As we transition from a manufacturing economy to a service economy, those who find themselves out of work are disproportionately men.  The historical male advantage of physical strength has become almost irrelevant in today’s job market.  Where manufacturing jobs still exist, they often are heavily automated, requiring technical skills rather than brawn.  Many of the fastest-growing career fields, such as nursing, are occupied chiefly by women.  As a consequence of the recession, a significant number of men who once earned good wages must now rely on their wives to be the breadwinners for their families.

All of these economic and cultural changes have led to speculation in the media as to whether we are inevitably moving toward a female-dominated society where men will always find themselves at a disadvantage with regard to employment.  At present, a young woman in the United States is significantly more likely to earn a university degree and to begin a professional career than if she were a man.

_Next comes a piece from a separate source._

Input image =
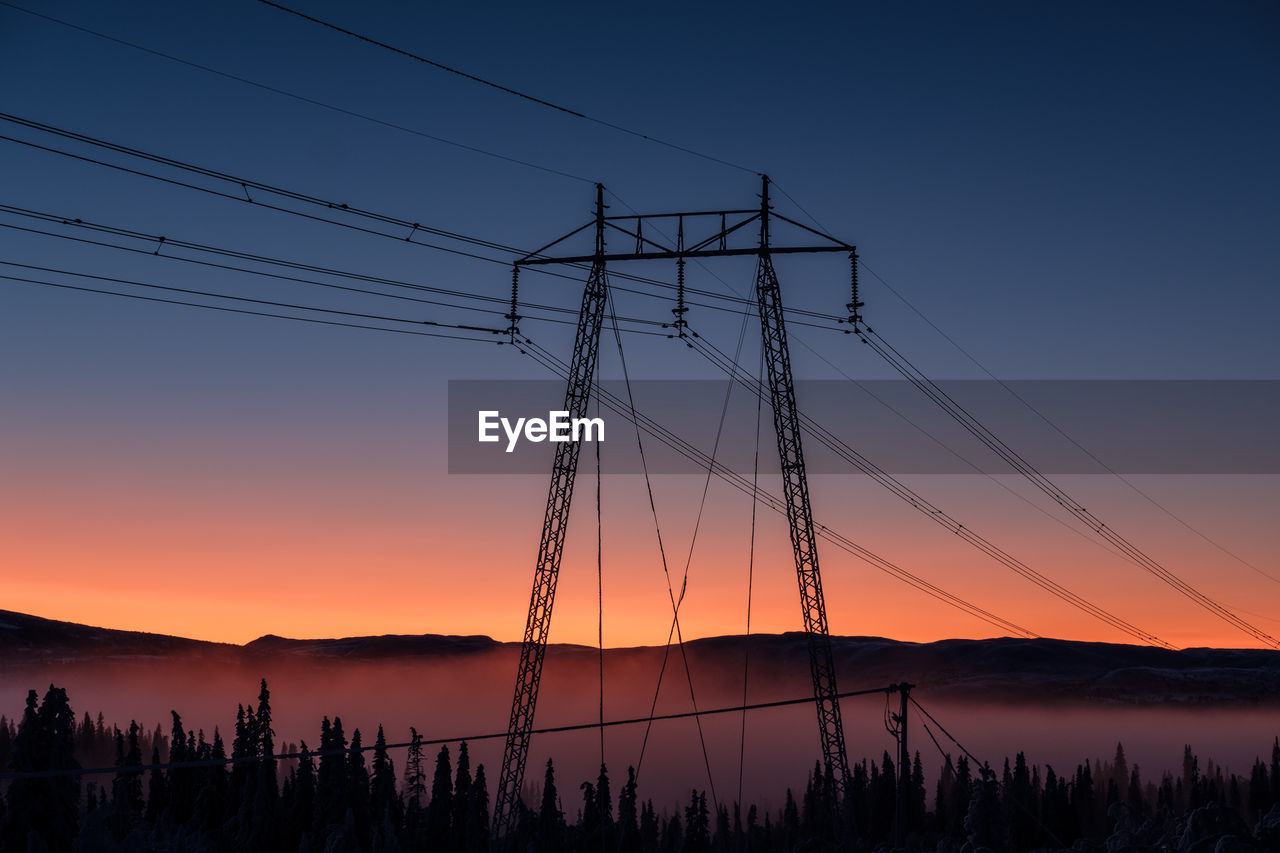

Hanna Rosin, in her provocatively titled article The End of Men, suggests that the modern workplace just might not have much use for male characteristics.  She writes:

The postindustrial economy is indifferent to men’s size and strength.  The attributes that are most valuable today—social intelligence, open communication, the ability to sit still and focus—are, at a minimum, not predominantly male.

Whatever one may think of the gender determinism in that statement, it’s clear that we live in an era of greater diversity in the workforce.  However, I wouldn’t cite this fact to support an argument that only workers with a narrow set of attributes are valuable to employers.  To the contrary, as technological advances cause job requirements to become more specialized every year while finding qualified applicants becomes more difficult, employers are losing the luxury of discriminating against workers who aren’t part of the in-group.  Increasingly, they’re being forced by circumstances to hire people on the basis of actual ability to do the work, rather than because an interviewer gets warm fuzzy feelings about an applicant’s behavior and appearance.

Tattoos in the workplace, for example, are much more widely accepted than they once were.  With so much diversity among job candidates, many hiring managers are coming to the realization that if they don’t set their prejudices aside, they may not be able to hire an employee who is well qualified for the position.  Even in our current economic slowdown, it’s not always easy to find enough applicants who have sufficient credentials for the jobs of the twenty-first century.

Of course we still have a long way to go, especially in overcoming disability prejudice, which remains widespread.  But the long-term social trends make it clear that employers won’t have the option of discriminating on that basis for much longer, either.  New technological developments will continue to push the economy toward greater career specialization.  Falling birthrates and worldwide industrialization will eventually lead to chronic labor shortages in many fields.  I expect that a few decades from now, it will be seen as totally absurd that any company ever rejected a qualified job applicant based on such factors as gender, tattoos, disability, or differences in communication and social behavior.